If you learned MLA in your English Composition course and now need to use APA, this guide will be a big help.
Both MLA and APA require a hanging indent in your citation list (Works Cited or References). With a hanging indent, only the first line of a citation goes all the way to the left margin. every additional line is indented by 0.5 inches. To do this in MS Word,
On a PC, select your text and hit Ctrl T or select your text, right click your mouse, choose Paragraph/Indentation then Special:Hanging
On a Mac, select your text and look under the Format menu for Paragraph then Indents and Spacing.
This video from the Social Work Library at Boston College shows how to do this.
In Google Docs, select your text, then go to Format > Align & indent > Indentation options. In the Indentation options menu, under Special, select Hanging. Click Apply.
NoodleTools is a citation management program that can help you manage your citations, organize your notes, and create your Works Cited or References page. Sign in to NoodleTools or check out the NoodleTools Help Desk for more information. To sign in to NoodleTools use your student email address and password. Your email address is your EasyLogin username followed by @students.ccsnh.edu.

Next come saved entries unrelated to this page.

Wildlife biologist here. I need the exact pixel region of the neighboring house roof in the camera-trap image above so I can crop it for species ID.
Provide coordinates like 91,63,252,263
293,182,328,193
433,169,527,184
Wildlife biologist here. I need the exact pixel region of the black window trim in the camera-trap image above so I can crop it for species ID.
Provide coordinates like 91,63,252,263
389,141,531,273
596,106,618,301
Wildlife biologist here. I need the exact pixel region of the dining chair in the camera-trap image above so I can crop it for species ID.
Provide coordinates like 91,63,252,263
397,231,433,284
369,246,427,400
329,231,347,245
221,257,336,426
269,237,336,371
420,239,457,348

APA citation style requires the use of DOI's (Digital Object Identifiers) if available for all resources that have originated online. You do not need the url if you have a DOI.
Articles found in library databases or on the Web that were originally published online should include a DOI. Many databases will provide the DOI for you along with the rest of an article's citation information (title, author, etc.).

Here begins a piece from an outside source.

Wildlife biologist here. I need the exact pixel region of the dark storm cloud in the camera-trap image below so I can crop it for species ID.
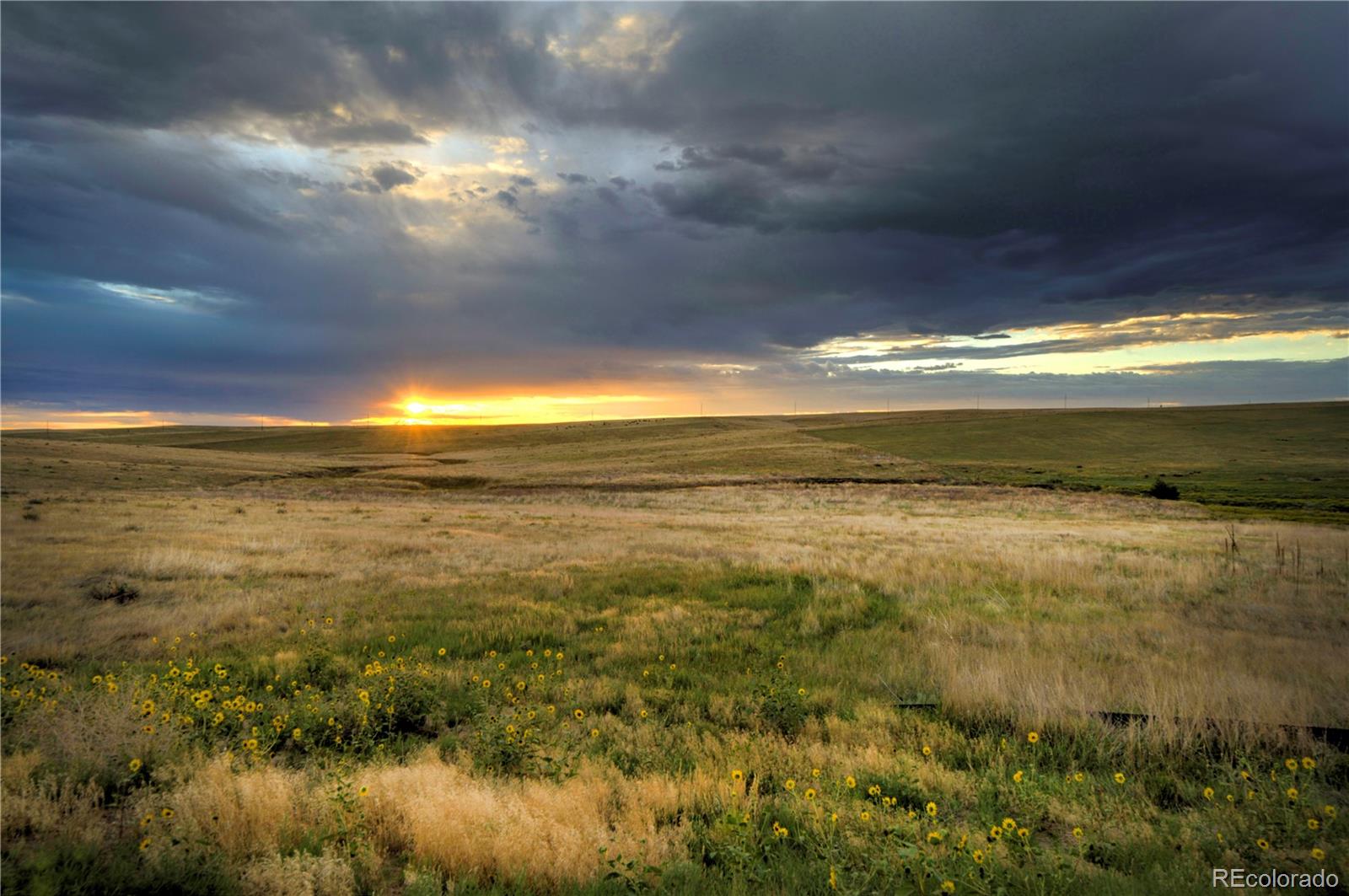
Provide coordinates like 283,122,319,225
0,3,1349,421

If you cannot determine the DOI of an article that originated online and NOT in print, simply include "Retrieved from" and the URL address of website at the end of the PRINT citation.
Use this DOI resolver.
You don't necessarily have to use APA style in a presentation - check with your professor to find out for sure. But if you want to see how to do that, use the video below.
There are three ways to use information from someone else's work, or your own, responsibly and ethically in your own work. In all three cases, you must give credit to the creator of that information by citing their work.

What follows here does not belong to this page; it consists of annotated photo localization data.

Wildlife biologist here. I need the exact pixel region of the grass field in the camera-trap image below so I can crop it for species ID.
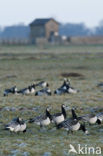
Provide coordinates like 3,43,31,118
0,45,103,156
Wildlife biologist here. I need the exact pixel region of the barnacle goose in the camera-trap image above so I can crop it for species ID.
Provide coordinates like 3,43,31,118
4,86,17,96
29,107,52,127
17,86,31,95
5,117,26,132
36,81,49,88
56,118,88,134
54,79,69,95
72,109,97,124
52,104,67,124
35,88,51,96
96,112,103,124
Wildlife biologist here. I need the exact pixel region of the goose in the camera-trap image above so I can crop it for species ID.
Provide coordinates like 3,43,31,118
54,78,70,95
96,112,103,124
36,81,49,88
35,88,51,96
5,117,26,133
29,84,36,94
17,86,31,95
67,79,79,94
56,118,88,134
72,109,97,125
97,82,103,88
29,107,52,127
4,86,17,96
52,104,67,124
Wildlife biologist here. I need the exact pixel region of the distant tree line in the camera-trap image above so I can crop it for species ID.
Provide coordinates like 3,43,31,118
0,21,103,39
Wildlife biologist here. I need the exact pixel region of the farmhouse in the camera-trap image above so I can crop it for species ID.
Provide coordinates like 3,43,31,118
30,18,59,43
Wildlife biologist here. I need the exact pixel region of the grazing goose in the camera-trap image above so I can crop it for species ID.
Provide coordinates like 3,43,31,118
96,112,103,124
54,78,69,95
29,108,52,127
97,82,103,88
29,84,36,93
68,80,79,94
5,117,26,132
54,79,78,95
54,80,69,95
36,81,49,88
72,109,97,124
56,118,88,134
4,86,17,96
17,86,31,95
35,88,51,96
52,104,67,124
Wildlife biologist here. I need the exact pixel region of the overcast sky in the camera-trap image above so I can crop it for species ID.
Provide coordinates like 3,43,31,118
0,0,103,27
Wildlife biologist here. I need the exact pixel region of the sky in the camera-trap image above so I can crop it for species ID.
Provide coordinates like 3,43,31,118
0,0,103,27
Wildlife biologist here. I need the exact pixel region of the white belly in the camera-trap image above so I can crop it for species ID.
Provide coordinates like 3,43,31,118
30,88,35,93
54,115,64,124
68,88,77,93
89,116,97,124
41,118,50,126
72,122,80,131
20,124,26,132
24,89,30,94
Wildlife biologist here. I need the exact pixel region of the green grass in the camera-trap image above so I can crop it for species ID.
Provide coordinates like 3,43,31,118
0,45,103,156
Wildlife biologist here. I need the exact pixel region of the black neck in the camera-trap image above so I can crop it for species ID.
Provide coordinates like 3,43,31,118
62,106,67,119
79,124,86,132
96,119,101,125
46,110,52,120
72,109,78,119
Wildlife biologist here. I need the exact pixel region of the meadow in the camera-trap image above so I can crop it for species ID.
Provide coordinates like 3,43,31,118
0,45,103,156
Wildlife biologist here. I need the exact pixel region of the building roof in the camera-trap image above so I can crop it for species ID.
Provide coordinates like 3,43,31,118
30,18,59,26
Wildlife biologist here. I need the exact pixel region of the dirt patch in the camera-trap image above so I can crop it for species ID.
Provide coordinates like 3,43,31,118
61,73,84,78
0,75,17,81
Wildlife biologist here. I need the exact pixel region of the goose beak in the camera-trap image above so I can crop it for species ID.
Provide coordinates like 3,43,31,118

Quoting – Quote by copying the exact words from a source into your paper, and putting quotation marks around them. You quote when the words matter as much as or more than the ideas or information in a passage.
Paraphrasing – Paraphrase by rephrasing a sentence or short passage in your own words. It's not enough to just change the author's words -- you should completely change the way the information is expressed. You paraphrase when it's the ideas or information you need to express, and not the exact words.
Summarizing – Summarize by stating the main ideas of a source or section of a source in your own words. You summarize when you want to refer to a long section of a source or to present an overview of one of your source's ideas.
Always include a citation, whether you quote, paraphrase, or summarize.
If you quote, paraphrase or summarize your own writing (from another paper) you must cite yourself. "Recycling" part of or an entire paper from one class for another without citing is considered plagiarism. And some professors don't allow it even if you cite yourself, so check with your professor to be sure.